7592. — À M. L’ABBÉ MORELLET.
À Ferney, 14 juillet.

J’ai reçu ces jours-ci, monsieur, le plan du Dictionnaire de Commerce : je vous en remercie. Il y aura, grâce à vous, des commerçants philosophes. Je ne verrai certainement pas l’édition des cinq volumes, je suis trop vieux et trop malade ; mais je souscris du meilleur de mon cœur : c’est ma dernière volonté. J’ai deux titres essentiels pour souscrire ; je suis votre ami, et je suis commerçant ; j’étais même très-fier quand je recevais des nouvelles de Porto-Bello et de Buenos-Ayres. J’y ai perdu quarante mille écus. La philosophie n’a jamais fait faire de bons marchés, mais elle fait supporter les pertes. J’ai mieux réussi dans la profession de laboureur ; on risque moins, et on est moralement sûr d’être utile.

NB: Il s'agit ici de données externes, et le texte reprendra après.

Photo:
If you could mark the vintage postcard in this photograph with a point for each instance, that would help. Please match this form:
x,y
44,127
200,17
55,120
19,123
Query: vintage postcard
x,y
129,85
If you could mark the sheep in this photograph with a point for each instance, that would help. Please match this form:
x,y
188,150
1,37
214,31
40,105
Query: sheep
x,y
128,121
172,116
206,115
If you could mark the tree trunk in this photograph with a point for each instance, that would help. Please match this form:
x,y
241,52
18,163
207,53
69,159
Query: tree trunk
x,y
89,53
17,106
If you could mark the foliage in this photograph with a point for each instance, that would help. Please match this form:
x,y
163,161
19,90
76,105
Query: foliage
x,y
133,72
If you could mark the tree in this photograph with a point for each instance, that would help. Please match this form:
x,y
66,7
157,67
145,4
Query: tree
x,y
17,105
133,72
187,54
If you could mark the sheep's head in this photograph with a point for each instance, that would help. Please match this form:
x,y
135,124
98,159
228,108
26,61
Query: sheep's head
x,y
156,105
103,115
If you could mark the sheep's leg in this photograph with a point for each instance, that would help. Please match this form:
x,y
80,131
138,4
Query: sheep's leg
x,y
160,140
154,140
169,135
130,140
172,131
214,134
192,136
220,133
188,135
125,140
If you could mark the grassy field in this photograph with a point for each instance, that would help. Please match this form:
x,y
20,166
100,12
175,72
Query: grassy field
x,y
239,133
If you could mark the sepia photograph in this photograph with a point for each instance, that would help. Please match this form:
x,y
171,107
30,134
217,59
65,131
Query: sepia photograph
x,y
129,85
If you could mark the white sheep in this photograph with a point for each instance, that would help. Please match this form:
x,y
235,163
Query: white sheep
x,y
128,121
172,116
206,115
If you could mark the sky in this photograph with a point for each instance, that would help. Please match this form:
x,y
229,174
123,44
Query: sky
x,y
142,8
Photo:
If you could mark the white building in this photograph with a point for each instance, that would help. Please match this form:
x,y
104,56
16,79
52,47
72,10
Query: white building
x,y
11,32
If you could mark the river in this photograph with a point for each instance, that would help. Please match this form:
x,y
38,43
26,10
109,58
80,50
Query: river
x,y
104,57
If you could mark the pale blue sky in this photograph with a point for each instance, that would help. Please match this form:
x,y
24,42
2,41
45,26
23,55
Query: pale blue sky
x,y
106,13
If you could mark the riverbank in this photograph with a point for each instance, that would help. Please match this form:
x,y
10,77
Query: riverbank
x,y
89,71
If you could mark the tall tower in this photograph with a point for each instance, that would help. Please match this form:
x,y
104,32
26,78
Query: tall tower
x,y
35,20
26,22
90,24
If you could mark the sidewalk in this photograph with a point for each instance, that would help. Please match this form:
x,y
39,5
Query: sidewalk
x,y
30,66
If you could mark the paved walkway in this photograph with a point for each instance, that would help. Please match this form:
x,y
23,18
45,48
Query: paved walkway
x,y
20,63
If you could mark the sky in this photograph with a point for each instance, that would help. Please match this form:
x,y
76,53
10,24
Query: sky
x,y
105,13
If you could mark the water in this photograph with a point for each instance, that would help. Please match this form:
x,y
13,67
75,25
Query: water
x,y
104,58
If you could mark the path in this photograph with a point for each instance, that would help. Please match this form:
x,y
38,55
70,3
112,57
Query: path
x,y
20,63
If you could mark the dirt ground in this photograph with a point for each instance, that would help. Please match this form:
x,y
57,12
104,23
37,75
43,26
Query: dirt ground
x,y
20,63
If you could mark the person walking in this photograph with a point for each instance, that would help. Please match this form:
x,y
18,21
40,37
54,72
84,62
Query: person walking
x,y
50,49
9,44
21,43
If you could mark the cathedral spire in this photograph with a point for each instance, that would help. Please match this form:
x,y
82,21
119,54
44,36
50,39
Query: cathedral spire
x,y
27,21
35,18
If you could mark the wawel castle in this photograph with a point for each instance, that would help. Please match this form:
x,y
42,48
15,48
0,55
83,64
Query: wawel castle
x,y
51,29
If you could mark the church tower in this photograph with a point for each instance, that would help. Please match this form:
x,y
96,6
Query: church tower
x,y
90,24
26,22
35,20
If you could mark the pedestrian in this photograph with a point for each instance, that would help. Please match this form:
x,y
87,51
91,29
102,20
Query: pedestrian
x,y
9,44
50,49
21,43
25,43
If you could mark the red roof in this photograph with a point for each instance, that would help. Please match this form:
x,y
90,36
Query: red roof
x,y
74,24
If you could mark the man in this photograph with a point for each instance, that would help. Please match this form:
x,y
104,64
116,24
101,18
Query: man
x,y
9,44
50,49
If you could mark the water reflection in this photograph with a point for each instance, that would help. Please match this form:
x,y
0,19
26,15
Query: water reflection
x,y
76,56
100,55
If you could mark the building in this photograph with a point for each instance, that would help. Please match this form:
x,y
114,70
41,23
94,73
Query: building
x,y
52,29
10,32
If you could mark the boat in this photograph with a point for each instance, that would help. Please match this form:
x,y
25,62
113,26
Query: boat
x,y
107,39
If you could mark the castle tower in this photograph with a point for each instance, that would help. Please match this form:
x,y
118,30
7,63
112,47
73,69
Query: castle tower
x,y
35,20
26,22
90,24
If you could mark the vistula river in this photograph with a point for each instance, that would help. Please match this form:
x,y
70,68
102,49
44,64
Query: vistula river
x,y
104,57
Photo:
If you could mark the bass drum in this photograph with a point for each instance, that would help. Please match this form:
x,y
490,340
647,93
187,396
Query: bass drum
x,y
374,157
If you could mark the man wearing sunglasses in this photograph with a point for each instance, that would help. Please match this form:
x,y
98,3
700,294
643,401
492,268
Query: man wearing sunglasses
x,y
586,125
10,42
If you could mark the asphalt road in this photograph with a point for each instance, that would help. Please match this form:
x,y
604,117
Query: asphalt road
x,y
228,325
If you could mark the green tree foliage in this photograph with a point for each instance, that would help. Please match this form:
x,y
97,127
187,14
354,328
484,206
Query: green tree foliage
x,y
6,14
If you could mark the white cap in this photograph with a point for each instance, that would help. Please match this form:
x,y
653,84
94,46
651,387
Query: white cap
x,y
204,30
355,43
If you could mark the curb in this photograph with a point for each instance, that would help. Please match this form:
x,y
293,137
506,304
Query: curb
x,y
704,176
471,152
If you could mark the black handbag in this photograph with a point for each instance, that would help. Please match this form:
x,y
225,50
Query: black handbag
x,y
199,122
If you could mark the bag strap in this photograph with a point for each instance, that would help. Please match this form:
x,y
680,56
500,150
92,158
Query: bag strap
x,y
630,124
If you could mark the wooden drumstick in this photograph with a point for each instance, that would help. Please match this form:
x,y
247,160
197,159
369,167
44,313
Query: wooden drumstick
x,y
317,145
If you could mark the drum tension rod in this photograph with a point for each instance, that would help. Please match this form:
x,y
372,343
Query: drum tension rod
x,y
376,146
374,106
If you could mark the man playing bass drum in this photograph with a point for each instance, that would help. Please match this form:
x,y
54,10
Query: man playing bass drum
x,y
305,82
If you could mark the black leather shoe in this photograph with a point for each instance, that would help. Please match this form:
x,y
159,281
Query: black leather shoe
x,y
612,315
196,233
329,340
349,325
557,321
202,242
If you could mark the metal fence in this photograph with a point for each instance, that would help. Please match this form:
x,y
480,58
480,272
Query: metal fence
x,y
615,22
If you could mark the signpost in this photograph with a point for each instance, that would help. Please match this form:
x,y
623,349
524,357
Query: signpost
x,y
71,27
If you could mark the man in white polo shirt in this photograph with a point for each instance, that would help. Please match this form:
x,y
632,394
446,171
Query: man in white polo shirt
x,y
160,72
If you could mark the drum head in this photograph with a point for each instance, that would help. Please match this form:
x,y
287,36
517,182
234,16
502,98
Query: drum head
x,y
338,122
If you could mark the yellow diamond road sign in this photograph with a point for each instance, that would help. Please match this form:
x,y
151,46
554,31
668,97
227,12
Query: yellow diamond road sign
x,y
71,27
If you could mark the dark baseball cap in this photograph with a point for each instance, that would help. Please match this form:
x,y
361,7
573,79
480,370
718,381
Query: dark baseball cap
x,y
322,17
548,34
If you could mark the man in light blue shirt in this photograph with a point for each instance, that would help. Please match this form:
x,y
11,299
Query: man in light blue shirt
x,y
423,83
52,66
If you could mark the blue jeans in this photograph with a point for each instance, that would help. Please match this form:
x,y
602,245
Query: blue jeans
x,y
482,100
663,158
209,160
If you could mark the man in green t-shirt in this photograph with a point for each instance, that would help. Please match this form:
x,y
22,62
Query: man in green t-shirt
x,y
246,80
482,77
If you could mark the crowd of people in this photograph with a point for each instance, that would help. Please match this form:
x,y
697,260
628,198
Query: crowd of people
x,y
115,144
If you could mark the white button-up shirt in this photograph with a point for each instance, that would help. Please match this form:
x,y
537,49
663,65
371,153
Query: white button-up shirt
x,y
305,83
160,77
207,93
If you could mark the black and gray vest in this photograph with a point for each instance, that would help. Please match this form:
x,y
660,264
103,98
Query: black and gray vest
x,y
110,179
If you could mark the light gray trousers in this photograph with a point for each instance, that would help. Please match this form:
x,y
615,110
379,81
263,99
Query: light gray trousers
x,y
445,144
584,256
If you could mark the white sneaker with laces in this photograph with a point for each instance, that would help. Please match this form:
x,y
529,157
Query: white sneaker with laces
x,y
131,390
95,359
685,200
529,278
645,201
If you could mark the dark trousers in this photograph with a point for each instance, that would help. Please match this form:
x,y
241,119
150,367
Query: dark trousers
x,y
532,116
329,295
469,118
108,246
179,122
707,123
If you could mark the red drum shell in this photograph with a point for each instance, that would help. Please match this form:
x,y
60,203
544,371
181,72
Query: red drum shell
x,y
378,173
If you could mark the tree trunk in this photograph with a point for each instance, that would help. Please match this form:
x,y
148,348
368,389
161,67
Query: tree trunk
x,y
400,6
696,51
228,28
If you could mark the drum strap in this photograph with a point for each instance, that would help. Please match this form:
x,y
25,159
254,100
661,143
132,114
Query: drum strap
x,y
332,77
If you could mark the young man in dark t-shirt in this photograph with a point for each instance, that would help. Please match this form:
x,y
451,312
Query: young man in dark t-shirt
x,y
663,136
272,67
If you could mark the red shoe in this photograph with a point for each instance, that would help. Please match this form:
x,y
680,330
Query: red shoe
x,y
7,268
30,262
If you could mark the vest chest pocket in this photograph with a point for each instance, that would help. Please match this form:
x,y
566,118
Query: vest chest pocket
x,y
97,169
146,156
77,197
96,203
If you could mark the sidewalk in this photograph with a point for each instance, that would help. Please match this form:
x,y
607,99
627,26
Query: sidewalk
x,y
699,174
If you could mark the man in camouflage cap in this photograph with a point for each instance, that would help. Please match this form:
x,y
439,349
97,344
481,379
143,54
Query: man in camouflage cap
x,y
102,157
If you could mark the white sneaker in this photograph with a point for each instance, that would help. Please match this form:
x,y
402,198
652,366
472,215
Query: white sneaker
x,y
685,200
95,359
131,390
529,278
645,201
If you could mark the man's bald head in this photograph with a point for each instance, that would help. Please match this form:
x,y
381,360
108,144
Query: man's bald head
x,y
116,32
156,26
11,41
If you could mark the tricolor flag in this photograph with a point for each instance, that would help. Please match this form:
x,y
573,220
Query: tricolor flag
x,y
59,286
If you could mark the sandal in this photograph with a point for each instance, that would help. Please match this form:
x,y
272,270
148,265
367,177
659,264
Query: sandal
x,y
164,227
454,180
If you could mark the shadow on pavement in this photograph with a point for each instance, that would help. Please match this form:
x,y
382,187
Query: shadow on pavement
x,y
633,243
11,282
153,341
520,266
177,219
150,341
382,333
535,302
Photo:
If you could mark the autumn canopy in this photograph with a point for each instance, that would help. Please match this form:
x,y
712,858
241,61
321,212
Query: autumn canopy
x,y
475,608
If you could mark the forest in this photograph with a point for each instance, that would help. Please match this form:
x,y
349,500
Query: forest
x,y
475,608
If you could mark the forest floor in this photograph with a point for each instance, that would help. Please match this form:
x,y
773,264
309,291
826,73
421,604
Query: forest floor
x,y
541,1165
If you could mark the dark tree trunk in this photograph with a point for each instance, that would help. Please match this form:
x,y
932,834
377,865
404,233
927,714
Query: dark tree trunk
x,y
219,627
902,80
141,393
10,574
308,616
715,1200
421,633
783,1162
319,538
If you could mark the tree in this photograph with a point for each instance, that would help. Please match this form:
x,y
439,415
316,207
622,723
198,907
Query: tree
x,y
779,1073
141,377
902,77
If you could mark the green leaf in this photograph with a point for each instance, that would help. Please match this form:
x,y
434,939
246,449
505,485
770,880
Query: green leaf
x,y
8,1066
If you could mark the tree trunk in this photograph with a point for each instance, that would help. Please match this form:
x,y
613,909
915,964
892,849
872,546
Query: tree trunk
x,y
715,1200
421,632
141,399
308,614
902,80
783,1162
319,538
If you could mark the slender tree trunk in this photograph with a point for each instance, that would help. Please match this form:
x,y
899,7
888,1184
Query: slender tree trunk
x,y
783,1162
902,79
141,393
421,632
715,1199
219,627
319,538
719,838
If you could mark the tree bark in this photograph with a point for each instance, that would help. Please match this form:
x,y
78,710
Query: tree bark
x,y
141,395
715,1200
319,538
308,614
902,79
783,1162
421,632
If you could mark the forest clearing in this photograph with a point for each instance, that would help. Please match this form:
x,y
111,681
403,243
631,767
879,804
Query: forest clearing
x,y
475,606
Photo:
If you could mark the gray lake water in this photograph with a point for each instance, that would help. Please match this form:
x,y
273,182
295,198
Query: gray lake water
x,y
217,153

Avouez qu’il est assez plaisant qu’un théologien, qui pouvait couler à fond saint Thomas et saint Bonaventure, embrasse le commerce du monde entier, tandis que Grozat et Bernard n’ont jamais lu seulement leur catéchisme. Certainement votre entreprise est beaucoup plus pénible que la leur ; ils signaient des lettres écrites par leurs commis. Je vous souhaite la trente-troisième partie de la fortune qu’ils ont laissée, cela veut dire un million de bien, que vous ne gagnerez certainement pas avec les libraires de Paris. Vous serez utile, vous aurez fait un excellent ouvrage :


Sic vos non vobis mellificatis, apes !

(Virg.)

Le commerce des pensées est devenu prodigieux ; il n’y a point de bonnes maisons dans Paris et dans les pays étrangers, point de château qui n’ait sa bibliothèque. Il n’y en aura point qui puisse se passer de votre ouvrage ; tout s’y trouve, puisque tout est objet de commerce.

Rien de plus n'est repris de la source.